Suite aux débats suscités par le passage de l’ouragan Katrina, la Fema (la sécurité civile américaine) a évolué. Leur logique est la « Whole community approach » : tout le monde doit se sentir concerné et personne ne vient faire de discours à d’autres personnes. Par ailleurs, ils se sont aperçus qu’il y avait beaucoup d’imprévus dans une catastrophe et ils ont un groupe nommé « Innovation » chargé, en situation, d’observer tous ces imprévus . Ils ont aussi un groupe « Détection des failles » (au sens de problèmes, NDLR), car ils partent du principe qu’il y en aura. Ils ne disent pas que tout ira bien. Autre groupe : celui de « Détection des initiatives émergentes ». Celui-là vient directement du 11 septembre 2011. Des ferries, en dehors de tout plan, de toute autorisation, sont arrivés et ont évacué entre 200 000 et 500 000 personnes du Sud Manhattan. Ils ont sauvé un nombre de vies considérable. Les autorités se sont dit que ce que les sociologues racontaient depuis trente ans était vrai. Dans une catastrophe, les gens ne font pas du tout n’importe quoi.

Mais comme inciter les gens à débuter quelque chose ? Ici, personne ou presque (à part les écoles) ne fait d’exercice.

Après l’explosion de l’usine toulousaine d’AZF, en 2001, j’avais organisé un séminaire avec le rectorat. Ce qui m’a le plus surpris est le témoignage d’un proviseur d’un lycée. Son problème n’était pas que les parents soient venus chercher les enfants à l’école, mais que les enfants, qui avaient des téléphones portables, étaient terrorisés, parce qu’ils savaient ce qui se passait. Comment faire avec des enfants extrêmement inquiets pour leurs parents ? C’est exactement l’inverse de ce qui se dit en général où l’on pense que les parents vont venir chercher les enfants ! Il faut apprendre à marcher avec les individus, en sortant de ces logiques féodales, où le seigneur doit la sécurité à l’ensemble de sa population ! En plus, aujourd’hui, ce qui est grave, c’est que la population dit aux dirigeants : « La sécurité, vous me la devez, mais de toute façon, je ne vous fais pas confiance ! ». Il ne faut pas faire des exercices pour faire des exercices, mais faire avec la population en étant convaincus qu’elle possède des clés. Je me rappelle d’un exercice à proximité d’une centrale nucléaire en France. Nous avions demandé à un directeur d’école : « Êtes-vous content de cet exercice ? ». Il a répondu : « Oui, j’ai appelé la préfecture et j’ai reçu des ordres ». « Est-ce que ce que vous feriez la même chose en situation réelle ? » « Oui ! » «Vraiment ? » «Non ! Parce que la moitié des parents travaille à la centrale et ne serait donc pas venus chercher les enfants. » À quoi sert ce type d’exercice ? À rien puisque cela ne se passera pas comme ça !

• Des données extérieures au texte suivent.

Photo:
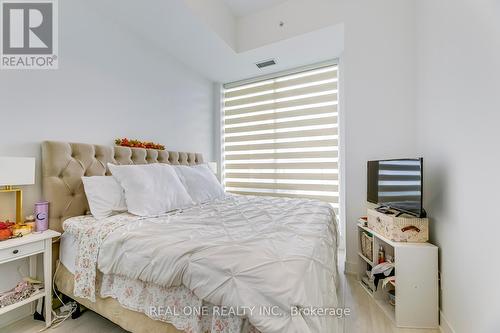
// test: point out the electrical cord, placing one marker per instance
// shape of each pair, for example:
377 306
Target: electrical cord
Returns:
71 307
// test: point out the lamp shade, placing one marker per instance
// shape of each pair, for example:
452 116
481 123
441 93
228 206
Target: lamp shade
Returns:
17 171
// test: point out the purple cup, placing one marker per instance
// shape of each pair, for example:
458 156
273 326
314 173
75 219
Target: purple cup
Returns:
42 216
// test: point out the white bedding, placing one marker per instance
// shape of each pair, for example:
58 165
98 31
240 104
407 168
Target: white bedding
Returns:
243 252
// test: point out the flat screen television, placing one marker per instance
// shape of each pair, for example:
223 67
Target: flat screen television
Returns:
397 184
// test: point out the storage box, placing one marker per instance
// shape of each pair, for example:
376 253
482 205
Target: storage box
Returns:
367 245
399 229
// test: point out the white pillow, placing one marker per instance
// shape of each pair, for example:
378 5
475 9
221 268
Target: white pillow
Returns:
105 196
200 182
151 189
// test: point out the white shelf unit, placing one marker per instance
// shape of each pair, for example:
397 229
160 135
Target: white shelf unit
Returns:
416 287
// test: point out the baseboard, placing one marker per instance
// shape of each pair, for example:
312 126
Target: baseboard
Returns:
350 268
444 324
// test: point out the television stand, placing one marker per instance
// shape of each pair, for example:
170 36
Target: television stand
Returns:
384 210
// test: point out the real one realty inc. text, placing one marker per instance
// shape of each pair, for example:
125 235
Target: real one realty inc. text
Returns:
166 311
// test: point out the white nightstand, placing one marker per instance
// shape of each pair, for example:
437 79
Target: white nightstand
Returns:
29 246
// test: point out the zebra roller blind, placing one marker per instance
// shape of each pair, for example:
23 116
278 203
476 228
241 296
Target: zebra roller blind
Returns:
280 136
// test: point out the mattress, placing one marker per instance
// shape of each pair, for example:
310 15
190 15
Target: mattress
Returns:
137 296
243 252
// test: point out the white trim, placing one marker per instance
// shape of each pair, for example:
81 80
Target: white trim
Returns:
282 73
444 324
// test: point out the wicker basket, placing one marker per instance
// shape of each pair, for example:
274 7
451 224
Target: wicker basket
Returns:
367 245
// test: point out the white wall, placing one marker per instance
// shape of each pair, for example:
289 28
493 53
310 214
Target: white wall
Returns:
299 16
458 117
379 96
110 84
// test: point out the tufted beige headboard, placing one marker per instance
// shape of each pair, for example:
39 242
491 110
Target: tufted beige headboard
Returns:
63 165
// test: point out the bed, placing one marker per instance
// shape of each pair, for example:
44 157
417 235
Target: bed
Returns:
228 252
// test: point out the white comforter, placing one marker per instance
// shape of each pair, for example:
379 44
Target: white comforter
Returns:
249 253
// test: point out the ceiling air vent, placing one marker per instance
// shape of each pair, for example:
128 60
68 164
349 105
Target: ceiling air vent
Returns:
266 63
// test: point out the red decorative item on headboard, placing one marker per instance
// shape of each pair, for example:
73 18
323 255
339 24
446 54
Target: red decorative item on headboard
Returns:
138 144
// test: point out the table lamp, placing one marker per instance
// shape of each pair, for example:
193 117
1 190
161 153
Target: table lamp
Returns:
16 171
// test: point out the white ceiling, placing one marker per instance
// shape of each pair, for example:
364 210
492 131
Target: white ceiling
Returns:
173 28
245 7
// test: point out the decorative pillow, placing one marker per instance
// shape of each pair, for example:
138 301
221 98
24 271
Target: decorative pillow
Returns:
105 196
151 189
200 182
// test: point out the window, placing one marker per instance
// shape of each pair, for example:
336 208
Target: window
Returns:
280 136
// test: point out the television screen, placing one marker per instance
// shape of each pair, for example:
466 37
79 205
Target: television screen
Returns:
396 184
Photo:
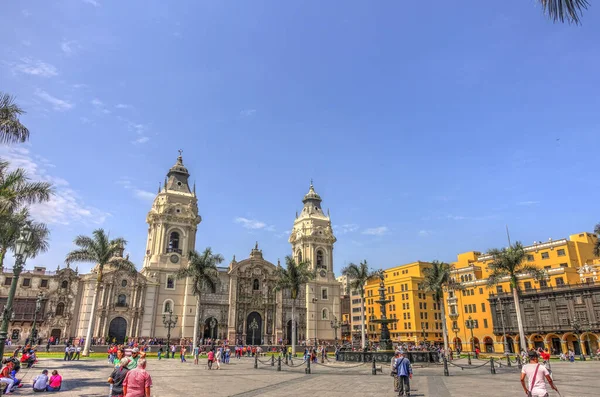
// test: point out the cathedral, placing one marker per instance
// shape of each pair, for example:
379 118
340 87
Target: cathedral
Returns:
244 306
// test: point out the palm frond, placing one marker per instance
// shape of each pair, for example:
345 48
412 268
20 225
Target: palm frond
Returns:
565 10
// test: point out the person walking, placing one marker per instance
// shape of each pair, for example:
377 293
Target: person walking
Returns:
404 373
138 381
536 375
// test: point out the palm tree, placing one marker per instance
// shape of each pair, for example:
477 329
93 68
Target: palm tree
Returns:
11 129
10 227
358 275
561 10
293 278
437 277
16 190
102 251
202 269
508 263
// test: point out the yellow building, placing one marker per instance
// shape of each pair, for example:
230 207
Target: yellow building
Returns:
419 318
558 313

Qui doit et peut faire ce travail de fond ? Le public ? Le privé ? Les associations ? Avec quels moyens ?

Le premier obstacle n’est pas une question de moyens, mais une question de culture. On peut avoir des gens extrêmement mobilisés. Aux Antilles,par exemple, en cas de catastrophe, peut-être que des opérateurs de croisière peuvent faire venir des bateaux en quelques heures plutôt qu’en quinze jours. On peut d’abord imaginer de petites initiatives, des micro-projets avec des gens partant : un public, un privé, une association, un directeur d’école ou d’hôpital. Comment faire de nous des héros le jour J ? À Ajaccio, la question posée était : « Si un gros paquebot a un problème, que faire des 4 000 personnes que nous aurons sur les bras ? ». Nous avons répondu : « Prenez des lycéens, donnez-leur un téléphone, demandez-leur d’appeler leur famille pour trouver des hébergements. Vous aurez autre chose à faire s’il faut éteindre un incendie par exemple ! Je vous assure que ces élèves, si vous les mettez en responsabilité, feront des prouesses ! ».